Sydney builder Adel Keir’s 5-year construction industry ban after investigation

A simple renovation turned into a nightmare for one family after it went horribly wrong, leaving the house in need of complete demolition and costing over $340,000 to fix.

Alexandra Forwood, 36, bought a former housing commission house for his family in March last year in the suburb of Airds, south-west Sydney, for $550,000, planning to extend the master bedroom and add an additional bathroom.

Two months later, the mother-of-two signed a contract agreeing to pay $128,000 to a licensed builder called Adel Keir of the Building Renovation Center to complete the work.

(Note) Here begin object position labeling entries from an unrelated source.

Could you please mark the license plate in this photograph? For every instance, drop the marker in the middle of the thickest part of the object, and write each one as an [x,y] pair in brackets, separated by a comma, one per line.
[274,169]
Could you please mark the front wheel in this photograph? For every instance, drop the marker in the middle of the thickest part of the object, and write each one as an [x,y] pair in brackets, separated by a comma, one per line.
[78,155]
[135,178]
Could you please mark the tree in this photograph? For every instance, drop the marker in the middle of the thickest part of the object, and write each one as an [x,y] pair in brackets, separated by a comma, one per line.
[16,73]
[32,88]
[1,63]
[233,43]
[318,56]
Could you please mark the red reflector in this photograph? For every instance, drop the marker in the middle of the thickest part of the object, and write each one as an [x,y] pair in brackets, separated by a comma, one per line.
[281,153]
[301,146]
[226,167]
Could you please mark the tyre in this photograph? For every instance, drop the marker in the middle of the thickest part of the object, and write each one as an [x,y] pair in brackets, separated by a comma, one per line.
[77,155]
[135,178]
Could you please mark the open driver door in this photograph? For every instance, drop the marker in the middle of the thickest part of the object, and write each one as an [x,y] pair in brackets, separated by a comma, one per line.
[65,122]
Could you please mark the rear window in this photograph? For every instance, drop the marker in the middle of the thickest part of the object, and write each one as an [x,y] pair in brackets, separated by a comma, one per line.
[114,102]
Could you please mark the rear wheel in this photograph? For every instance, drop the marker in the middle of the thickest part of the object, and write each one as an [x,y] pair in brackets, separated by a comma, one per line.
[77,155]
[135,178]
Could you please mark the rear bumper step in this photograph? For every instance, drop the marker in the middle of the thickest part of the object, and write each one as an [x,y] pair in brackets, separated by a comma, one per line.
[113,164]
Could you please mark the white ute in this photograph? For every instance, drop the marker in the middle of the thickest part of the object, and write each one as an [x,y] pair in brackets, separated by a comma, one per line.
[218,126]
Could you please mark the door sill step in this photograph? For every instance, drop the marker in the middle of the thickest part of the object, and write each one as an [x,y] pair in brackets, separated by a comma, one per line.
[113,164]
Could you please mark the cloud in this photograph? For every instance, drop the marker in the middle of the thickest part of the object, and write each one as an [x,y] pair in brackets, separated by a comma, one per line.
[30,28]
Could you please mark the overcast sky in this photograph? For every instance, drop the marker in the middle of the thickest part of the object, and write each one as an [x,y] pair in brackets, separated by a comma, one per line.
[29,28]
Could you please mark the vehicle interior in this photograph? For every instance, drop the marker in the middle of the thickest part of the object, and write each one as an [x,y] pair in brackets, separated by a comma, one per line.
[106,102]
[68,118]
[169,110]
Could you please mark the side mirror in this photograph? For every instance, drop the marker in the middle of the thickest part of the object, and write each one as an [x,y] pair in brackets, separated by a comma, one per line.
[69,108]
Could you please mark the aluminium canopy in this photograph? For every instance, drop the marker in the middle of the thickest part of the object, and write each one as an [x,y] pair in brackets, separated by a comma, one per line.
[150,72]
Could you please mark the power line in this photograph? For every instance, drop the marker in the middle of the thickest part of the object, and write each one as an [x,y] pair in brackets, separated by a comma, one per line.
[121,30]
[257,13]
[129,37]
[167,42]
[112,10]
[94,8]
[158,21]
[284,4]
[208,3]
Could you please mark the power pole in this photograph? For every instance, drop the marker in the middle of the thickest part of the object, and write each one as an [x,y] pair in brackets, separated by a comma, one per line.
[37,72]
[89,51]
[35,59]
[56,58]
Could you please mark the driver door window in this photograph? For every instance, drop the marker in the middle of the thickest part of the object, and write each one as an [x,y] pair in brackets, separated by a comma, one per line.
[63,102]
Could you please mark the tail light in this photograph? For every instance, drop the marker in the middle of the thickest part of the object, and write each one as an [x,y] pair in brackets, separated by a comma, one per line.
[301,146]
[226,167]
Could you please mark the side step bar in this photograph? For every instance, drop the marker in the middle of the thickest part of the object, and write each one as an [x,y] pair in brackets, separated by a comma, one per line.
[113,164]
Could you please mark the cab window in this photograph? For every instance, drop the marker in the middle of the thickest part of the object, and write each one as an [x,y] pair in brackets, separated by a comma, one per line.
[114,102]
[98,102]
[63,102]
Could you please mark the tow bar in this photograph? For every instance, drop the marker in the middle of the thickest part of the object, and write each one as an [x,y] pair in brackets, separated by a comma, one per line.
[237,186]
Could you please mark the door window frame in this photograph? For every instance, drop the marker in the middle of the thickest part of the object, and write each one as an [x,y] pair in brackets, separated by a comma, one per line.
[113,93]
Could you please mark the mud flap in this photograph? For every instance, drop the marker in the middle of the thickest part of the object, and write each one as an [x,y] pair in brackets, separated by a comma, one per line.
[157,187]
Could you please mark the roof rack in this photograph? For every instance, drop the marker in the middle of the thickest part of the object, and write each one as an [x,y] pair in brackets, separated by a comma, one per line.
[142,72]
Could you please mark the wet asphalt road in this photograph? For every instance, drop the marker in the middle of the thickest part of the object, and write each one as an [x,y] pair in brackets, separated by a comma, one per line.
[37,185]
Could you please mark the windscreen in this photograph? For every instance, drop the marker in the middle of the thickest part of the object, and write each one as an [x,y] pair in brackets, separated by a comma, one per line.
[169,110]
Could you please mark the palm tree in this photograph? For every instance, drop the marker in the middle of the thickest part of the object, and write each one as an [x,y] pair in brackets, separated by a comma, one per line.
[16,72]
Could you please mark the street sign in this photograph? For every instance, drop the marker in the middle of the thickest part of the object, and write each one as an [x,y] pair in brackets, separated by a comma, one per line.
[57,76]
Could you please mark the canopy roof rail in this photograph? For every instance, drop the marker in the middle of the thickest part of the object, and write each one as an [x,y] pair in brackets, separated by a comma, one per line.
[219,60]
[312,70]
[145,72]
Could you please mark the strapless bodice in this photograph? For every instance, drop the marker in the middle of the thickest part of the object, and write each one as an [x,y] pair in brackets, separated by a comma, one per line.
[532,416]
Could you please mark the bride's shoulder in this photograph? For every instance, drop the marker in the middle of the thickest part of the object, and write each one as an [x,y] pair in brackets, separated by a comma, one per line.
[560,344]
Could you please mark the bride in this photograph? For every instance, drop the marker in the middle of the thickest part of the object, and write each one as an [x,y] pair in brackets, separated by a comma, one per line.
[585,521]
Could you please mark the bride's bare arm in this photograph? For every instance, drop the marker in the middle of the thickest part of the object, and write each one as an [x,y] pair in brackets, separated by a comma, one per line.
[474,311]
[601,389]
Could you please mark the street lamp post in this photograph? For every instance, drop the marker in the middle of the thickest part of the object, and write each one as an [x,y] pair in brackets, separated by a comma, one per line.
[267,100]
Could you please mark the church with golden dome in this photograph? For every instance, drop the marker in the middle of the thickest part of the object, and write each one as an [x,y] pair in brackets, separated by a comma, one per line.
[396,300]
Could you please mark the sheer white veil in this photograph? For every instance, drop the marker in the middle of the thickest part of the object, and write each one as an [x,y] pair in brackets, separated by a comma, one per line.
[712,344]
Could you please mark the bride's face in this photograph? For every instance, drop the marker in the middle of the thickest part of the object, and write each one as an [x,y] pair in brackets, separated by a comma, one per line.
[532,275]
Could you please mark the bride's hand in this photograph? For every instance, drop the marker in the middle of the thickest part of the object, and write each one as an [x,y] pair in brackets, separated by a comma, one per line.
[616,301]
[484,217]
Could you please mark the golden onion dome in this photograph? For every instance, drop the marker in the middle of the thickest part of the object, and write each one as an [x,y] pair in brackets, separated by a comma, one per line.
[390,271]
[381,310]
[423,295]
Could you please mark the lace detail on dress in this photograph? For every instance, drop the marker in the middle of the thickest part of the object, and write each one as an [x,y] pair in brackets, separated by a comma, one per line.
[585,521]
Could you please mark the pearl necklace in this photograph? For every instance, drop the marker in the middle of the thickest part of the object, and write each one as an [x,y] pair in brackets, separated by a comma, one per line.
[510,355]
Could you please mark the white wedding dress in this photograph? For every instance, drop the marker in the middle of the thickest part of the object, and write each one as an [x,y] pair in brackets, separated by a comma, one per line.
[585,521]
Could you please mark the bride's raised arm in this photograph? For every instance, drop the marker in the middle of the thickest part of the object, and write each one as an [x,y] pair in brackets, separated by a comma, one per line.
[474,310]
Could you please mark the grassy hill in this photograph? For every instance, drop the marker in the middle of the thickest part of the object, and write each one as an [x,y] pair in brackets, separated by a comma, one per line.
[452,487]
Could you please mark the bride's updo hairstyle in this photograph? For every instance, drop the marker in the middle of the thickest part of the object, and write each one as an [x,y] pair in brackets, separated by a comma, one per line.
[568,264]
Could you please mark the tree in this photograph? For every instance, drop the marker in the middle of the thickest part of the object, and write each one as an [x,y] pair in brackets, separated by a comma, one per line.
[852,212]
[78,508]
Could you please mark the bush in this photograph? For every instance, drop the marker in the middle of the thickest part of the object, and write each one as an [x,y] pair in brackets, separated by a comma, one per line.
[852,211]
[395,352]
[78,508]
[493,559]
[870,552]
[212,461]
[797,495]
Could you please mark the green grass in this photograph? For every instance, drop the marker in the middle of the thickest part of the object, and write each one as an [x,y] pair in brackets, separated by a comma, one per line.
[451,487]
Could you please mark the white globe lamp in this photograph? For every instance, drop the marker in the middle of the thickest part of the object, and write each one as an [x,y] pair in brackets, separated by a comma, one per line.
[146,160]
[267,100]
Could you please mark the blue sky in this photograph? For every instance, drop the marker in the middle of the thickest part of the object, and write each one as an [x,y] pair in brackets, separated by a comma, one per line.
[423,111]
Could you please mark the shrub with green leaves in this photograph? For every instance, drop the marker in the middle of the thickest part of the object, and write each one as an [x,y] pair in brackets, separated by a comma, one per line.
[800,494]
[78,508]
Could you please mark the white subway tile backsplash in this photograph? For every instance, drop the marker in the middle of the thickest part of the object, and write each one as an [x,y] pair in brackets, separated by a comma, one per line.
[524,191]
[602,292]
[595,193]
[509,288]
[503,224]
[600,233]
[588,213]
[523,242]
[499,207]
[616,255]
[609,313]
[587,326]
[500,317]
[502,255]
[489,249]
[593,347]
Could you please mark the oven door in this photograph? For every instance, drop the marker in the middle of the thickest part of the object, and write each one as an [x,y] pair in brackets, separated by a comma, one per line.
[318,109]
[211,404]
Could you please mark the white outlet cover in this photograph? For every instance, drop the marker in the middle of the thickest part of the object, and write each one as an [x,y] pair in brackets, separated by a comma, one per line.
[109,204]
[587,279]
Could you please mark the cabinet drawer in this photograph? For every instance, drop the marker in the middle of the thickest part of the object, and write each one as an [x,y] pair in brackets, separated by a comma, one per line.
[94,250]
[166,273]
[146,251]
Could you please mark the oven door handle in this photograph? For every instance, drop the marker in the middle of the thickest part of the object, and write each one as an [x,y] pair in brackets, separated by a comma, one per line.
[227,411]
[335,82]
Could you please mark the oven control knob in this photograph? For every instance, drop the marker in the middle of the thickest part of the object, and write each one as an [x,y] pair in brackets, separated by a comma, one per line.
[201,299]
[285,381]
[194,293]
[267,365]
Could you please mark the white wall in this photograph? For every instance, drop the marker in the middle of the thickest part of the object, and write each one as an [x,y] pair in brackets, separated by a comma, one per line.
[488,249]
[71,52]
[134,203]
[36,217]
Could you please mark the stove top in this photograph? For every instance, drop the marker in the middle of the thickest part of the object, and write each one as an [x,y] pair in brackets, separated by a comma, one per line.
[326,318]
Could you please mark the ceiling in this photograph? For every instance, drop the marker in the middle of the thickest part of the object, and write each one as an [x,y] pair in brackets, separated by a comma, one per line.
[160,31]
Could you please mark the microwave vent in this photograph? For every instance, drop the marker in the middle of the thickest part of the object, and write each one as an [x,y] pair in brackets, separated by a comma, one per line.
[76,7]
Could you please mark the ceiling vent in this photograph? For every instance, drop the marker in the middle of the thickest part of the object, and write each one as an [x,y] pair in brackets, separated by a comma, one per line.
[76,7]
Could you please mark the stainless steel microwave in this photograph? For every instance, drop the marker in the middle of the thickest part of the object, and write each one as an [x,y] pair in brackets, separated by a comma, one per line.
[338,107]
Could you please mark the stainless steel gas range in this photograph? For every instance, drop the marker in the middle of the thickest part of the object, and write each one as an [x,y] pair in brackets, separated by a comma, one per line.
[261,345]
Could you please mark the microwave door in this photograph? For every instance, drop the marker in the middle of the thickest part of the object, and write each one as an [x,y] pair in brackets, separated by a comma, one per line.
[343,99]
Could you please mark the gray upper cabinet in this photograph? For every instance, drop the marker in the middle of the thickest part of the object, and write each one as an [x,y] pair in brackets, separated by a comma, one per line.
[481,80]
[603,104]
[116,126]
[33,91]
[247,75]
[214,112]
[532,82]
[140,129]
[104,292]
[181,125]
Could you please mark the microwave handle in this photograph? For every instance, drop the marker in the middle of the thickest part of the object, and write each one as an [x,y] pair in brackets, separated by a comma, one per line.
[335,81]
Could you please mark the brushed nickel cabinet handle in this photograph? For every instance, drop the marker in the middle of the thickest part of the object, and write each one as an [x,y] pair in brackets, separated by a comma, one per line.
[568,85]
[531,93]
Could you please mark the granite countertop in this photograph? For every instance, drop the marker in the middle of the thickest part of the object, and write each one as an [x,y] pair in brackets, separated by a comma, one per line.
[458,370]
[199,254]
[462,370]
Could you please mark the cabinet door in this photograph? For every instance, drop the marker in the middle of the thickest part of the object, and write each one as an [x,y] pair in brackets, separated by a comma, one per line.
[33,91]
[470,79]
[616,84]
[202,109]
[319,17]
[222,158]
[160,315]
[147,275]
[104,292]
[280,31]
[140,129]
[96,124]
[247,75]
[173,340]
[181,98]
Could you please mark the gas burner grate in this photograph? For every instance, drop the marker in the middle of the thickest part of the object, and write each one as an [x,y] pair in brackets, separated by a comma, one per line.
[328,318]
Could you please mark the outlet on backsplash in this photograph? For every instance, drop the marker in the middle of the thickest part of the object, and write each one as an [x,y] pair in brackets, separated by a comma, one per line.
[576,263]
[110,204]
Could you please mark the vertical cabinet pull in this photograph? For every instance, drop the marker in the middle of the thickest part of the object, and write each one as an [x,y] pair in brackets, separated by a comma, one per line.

But what she is left with is a house that contains 28 flaws, according to an independent construction report, which recommended that she better tear down the entire structure and start from scratch.

Forwood was then horrified to discover that Keir had owned several bankrupt businesses with 39 insurance claims written against them for faulty work.

Keir denies being involved in a phoenix operation, which is when a business collapses and then avoids debt when it restarts under a different name.

Want to stream your news? Flash lets you stream over 25 news channels in one place. New to Flash? Try 1 month free. Offer available for a limited time only >

Phoenix activities directly cost the economy between $2.85 billion and $5.13 billion per year, according to a report commissioned by the Australian Taxation Office in 2018.

Despite this, an independent analytical economist John Adams published on the financial regulator on October 6 found that less than 1% of financial misconduct reports are investigated.

Partly in response, a few weeks later, on October 27, the senate passed a motion to hold a parliamentary inquiry into the regulatorthe Australian Securities and Investments Commission (ASIC), to get to the bottom of it. calls out affected Australians submit a brief to the investigation to share their horror stories about their dealings with ASIC.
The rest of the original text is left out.